Recently, hospitals have raised concerns and complaints about the change in federal funding, claiming these changes would result in hospital closures. It is important to note that Medicaid is not the sole source of funding for hospitals. Hospitals receive funding from both public and private sources. Rather than using Medicaid as a band aid for its shortfalls, if there are genuine funding needs, Congress should conduct an audit of the funding sources and identify the needs of specific hospitals.

Research by colleagues at The Heritage Foundation found that federal funding programs to hospitals for caring for the disadvantaged is a black box and there needs to be greater transparency and accountability for how those funds are allocated.

Returning the match rate to a standard match rate also does not mean there will be mandatory disenrollment. It’s worth noting that the Congressional Budget Office released a letter where they estimate that the vast majority of the expansion group would either stay on Medicaid or shift to alternative coverage, such as employer-sponsored coverage or coverage through the Affordable Care Act exchanges.

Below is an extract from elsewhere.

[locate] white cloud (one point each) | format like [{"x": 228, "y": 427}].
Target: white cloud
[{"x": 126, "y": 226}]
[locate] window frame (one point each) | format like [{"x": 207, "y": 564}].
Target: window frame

Further, many states might find they have greater flexibility to design and tailor benefits more appropriately for this group. Two states, Wisconsin and Georgia, received waivers from the federal government to add a similar group to their Medicaid programs but did so under normal match rates. Congress and the administration could offer a pathway for states to transition and ensure minimal disruption.

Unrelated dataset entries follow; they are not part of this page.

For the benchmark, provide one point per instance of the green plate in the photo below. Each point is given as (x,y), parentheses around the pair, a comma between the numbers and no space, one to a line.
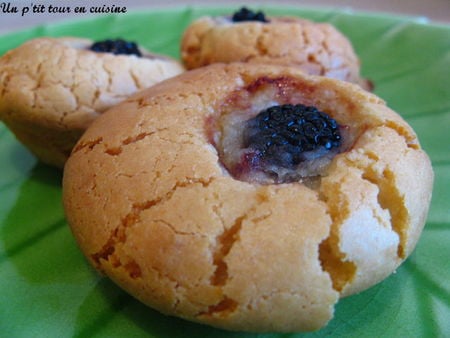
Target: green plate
(47,289)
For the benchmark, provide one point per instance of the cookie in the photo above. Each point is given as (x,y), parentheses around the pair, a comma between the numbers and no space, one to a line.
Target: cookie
(253,242)
(51,89)
(315,48)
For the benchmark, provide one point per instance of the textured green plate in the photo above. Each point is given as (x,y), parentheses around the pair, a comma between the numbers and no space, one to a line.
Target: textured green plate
(48,290)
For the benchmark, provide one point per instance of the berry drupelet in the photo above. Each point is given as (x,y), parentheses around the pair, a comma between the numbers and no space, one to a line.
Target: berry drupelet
(245,14)
(287,135)
(117,46)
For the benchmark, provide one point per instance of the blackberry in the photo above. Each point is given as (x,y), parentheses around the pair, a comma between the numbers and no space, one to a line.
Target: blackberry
(245,14)
(287,135)
(117,46)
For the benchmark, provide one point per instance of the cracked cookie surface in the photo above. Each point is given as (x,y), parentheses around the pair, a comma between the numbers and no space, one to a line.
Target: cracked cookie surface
(153,207)
(51,89)
(315,48)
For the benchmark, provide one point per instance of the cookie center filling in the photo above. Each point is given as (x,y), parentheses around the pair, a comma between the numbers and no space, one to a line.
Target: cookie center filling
(282,137)
(245,14)
(275,135)
(117,46)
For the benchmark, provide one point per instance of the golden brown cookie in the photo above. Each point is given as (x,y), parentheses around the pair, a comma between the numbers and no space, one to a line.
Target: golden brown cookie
(316,48)
(154,204)
(51,89)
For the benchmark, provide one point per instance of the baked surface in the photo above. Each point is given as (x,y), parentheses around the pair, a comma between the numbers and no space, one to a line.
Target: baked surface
(152,206)
(316,48)
(51,89)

Fifteen years have gone by since the passage of Obamacare. The goal of Obamacare to bribe the states to expand their Medicaid programs has run its course. Today, 41 states have expanded and 10 have rejected expansion. It is time for Congress to stop prioritizing the Obamacare enrollees over the traditional groups and remove the incentive for the states to favor able-bodied, childless adults over pregnant women, children, elderly and disabled.